Revenue is another important metric when it comes to content marketing and is truly why most brands create content in the first place. By understanding the metrics behind it and investing in the appropriate software, you can help to grow your revenue and your business.
These help you to determine the performance of your content production operation. In order to analyse these metrics you have to look at-
- The time it takes you to curate content: this starts with the time it takes to generate the idea to the time it takes to publish
- Content production: this involves looking at how much content your company produces on a weekly or monthly basis
The most important production metric to track however, is the number of days between posts and the number of average days since your last visit.
When you look at your retention and production metrics side by side, you can have a better understanding if your site is producing too much content or too little content.
If you find that you are producing too much content, you may want to have more days between your posts, whereas if you find that your readers are returning more frequently than you are writing, you may want to amp up the number of content pieces you publish.
Cost metrics help you to track production efficiency and also cover the financial output of your content marketing. This will help you to determine whether your content strategy is delivering a positive return on your investment or not.
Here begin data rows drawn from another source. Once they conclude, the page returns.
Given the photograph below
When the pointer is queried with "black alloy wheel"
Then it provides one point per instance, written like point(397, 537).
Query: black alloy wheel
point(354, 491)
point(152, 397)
In order to track cost metrics, it is important to look at:
- Production costs per post: how much it costs you to produce one post
- Distribution costs per post: how much it costs you to market your post across different platforms including ads
It is important to understand that your content marketing strategy doesn’t necessarily need to make a positive ROI if it serving another goal for your brand, however it is important to know how much your strategy is costing you.
In order to determine your ROI, you need to take the total cost of each post and put it up against the total cost of revenue generated.
As Ryan Skinner from the Velocity Partners points out-
“Of one thing you can be certain in content marketing: your first efforts will almost definitely be your worst. And your current efforts will be eclipsed by later efforts. Everyone improves. What sets great programs apart from mediocre ones: the rate of improvement.”
Content Marketing is one of the main strategies for most businesses, so understanding its effectiveness is imperative for success.
Here is a brief summary of the different analytics to observe across the 8 types of metrics:
- Page Views
- Unique Visitors
- Average time on Site/Page
- Email Opens
- Email Clicks
- Downloads or Form Completions
- Return rate
- Bounce rate
- Pages per visit
- Unsubscribers from email lists
- Followers on social media
- Social media shares
- Social media likes
- Email forwards
- Session duration length
- Page depth/ number of pages per session
- New leads generated
- Funnel conversion rates
- Sales per page
- Revenue generated per page
- Time to publish
- Content output
- Content creation vs. returning visitors
- Production costs
- Distribution costs
Are you ready to analyse your content?